AI Gateway Components

flowchart LR
    AUTHN["Authentication"]
    AUTHZ["Authorization"]
    FILTER["Prompt Filter"]
    ROUTER["Model Router"]
    CACHE["Cache"]
    LIMITER["Rate Limiter"]
    OBS["Observability"]
    LOGGING["Logging"]
    SECURITY["Security"]

    AUTHN --> AUTHZ
    AUTHZ --> FILTER
    FILTER --> ROUTER
    ROUTER --> CACHE
    CACHE --> LIMITER
    LIMITER --> OBS
    OBS --> LOGGING
    LOGGING --> SECURITY

Enterprise Deployment

flowchart TD
    USERS["Users"]
    LB["Load Balancer"]
    GATEWAY["AI Gateway Cluster"]

    REDIS["Redis"]
    APP["Spring Boot"]
    LC4J["LangChain4j"]

    OPENAI["OpenAI"]
    AZURE["Azure OpenAI"]
    OLLAMA["Ollama"]

    PROM["Prometheus"]
    GRAF["Grafana"]

    USERS --> LB
    LB --> GATEWAY

    GATEWAY --> REDIS
    GATEWAY --> APP

    APP --> LC4J

    LC4J --> OPENAI
    LC4J --> AZURE
    LC4J --> OLLAMA

    APP --> PROM
    PROM --> GRAF

Best Practices

✅ Make the AI Gateway the only entry point to LLMs.

✅ Centralize authentication and authorization.

✅ Implement distributed rate limiting.

✅ Cache frequently requested responses.

✅ Route requests to the most cost-effective model.

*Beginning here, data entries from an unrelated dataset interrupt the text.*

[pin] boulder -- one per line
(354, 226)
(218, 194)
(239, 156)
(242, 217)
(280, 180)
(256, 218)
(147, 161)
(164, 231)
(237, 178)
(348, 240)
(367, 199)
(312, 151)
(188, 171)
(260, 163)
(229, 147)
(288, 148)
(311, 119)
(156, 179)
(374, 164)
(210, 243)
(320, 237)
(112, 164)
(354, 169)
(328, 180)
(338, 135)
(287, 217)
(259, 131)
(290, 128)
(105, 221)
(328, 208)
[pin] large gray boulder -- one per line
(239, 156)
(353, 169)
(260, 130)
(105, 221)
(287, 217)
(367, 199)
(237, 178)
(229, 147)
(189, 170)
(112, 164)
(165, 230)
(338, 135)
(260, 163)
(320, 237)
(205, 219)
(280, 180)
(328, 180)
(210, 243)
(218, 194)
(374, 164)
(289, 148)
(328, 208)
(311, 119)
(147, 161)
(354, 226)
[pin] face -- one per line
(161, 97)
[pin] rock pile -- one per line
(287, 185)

✅ Log prompts and responses securely.

✅ Monitor latency, token usage, and costs.

✅ Apply prompt validation and output filtering.


Common Mistakes

❌ Allowing applications to call LLM providers directly.

❌ Hardcoding provider-specific logic in business services.

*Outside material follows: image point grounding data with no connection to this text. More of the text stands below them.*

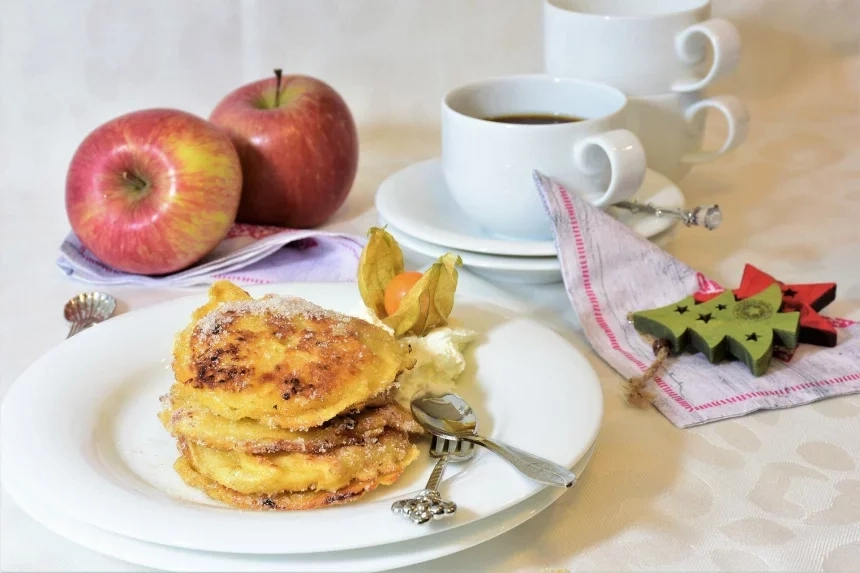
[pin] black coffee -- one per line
(534, 118)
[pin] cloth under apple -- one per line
(250, 254)
(610, 271)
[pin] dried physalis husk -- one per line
(427, 304)
(381, 260)
(430, 301)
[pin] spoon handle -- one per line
(76, 328)
(428, 504)
(537, 468)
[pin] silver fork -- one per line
(428, 503)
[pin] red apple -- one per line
(299, 149)
(153, 191)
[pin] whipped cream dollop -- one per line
(439, 359)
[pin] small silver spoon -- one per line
(707, 216)
(449, 416)
(87, 309)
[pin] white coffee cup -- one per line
(489, 165)
(642, 47)
(671, 128)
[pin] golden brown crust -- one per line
(275, 473)
(295, 501)
(282, 360)
(189, 422)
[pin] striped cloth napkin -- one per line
(610, 271)
(250, 254)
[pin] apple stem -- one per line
(278, 73)
(135, 180)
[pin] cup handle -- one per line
(626, 163)
(725, 41)
(737, 119)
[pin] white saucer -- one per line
(416, 201)
(534, 270)
(381, 558)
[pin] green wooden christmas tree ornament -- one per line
(744, 329)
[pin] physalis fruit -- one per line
(409, 302)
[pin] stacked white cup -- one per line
(655, 51)
(628, 75)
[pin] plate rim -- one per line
(481, 530)
(477, 260)
(425, 232)
(486, 245)
(587, 374)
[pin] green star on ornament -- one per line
(746, 329)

❌ Using one model for every workload.

❌ Ignoring AI cost monitoring.

❌ Missing centralized logging and tracing.

❌ Not implementing failover between providers.

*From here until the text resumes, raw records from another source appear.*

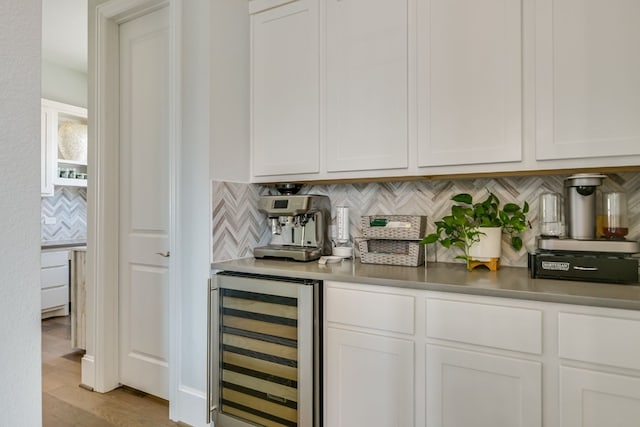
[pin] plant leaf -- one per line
(516, 242)
(463, 198)
(511, 208)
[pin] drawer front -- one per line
(54, 297)
(54, 258)
(600, 339)
(54, 276)
(508, 328)
(374, 310)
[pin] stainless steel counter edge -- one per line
(508, 282)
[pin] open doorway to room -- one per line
(64, 232)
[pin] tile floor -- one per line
(66, 404)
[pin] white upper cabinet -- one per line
(285, 109)
(470, 85)
(367, 84)
(587, 79)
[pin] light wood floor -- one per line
(66, 404)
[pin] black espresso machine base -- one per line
(585, 267)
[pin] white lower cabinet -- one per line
(371, 380)
(590, 398)
(369, 357)
(54, 282)
(472, 388)
(600, 367)
(406, 357)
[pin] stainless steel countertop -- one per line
(508, 282)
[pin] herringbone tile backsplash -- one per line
(238, 226)
(69, 207)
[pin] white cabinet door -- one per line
(370, 380)
(285, 106)
(593, 399)
(470, 82)
(469, 388)
(367, 84)
(587, 78)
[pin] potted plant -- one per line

AI Gateway vs Traditional API Gateway

API Gateway AI Gateway
Routes REST APIs Routes AI requests
Authentication Authentication + AI Security
Rate Limiting Request + Token Rate Limiting
API Routing Intelligent Model Routing
HTTP Metrics Prompt, Token & AI Metrics
API Caching AI Response & Embedding Caching

Enterprise Use Cases

AI Gateways are used for:

  • Enterprise AI Platforms
  • Banking Assistants
  • Insurance Systems
  • Healthcare AI
  • Internal Copilots
  • AI Agents
  • Document Intelligence
  • Customer Support
  • Developer Platforms
  • SaaS AI Products

Advantages

  • Centralized AI governance
  • Simplified security
  • Lower operational costs
  • Vendor independence
  • Better observability
  • Easier scalability

Challenges

  • Additional infrastructure
  • Routing complexity
  • High availability requirements
  • Multi-provider integration
  • Governance and policy management

Production Checklist

Before deploying an AI Gateway:

  • Authentication enabled
  • Authorization enforced
  • Prompt validation configured
  • Response filtering enabled
  • Rate limiting implemented
  • Redis caching configured
  • Multi-model routing tested
  • Provider failover implemented
  • Observability dashboards available
  • Audit logging enabled

Summary

In this article, you learned:

  • What an AI Gateway is
  • Why enterprises use AI Gateways
  • Core gateway responsibilities
  • Multi-model routing
  • AI Gateway architecture
  • RAG and Tool Calling integration
  • Enterprise deployment patterns
  • Best practices

An AI Gateway is the central control plane for enterprise AI applications. It provides a secure, scalable, and cost-efficient way to manage AI services by centralizing authentication, routing, caching, monitoring, and governance while keeping business applications independent of specific AI providers.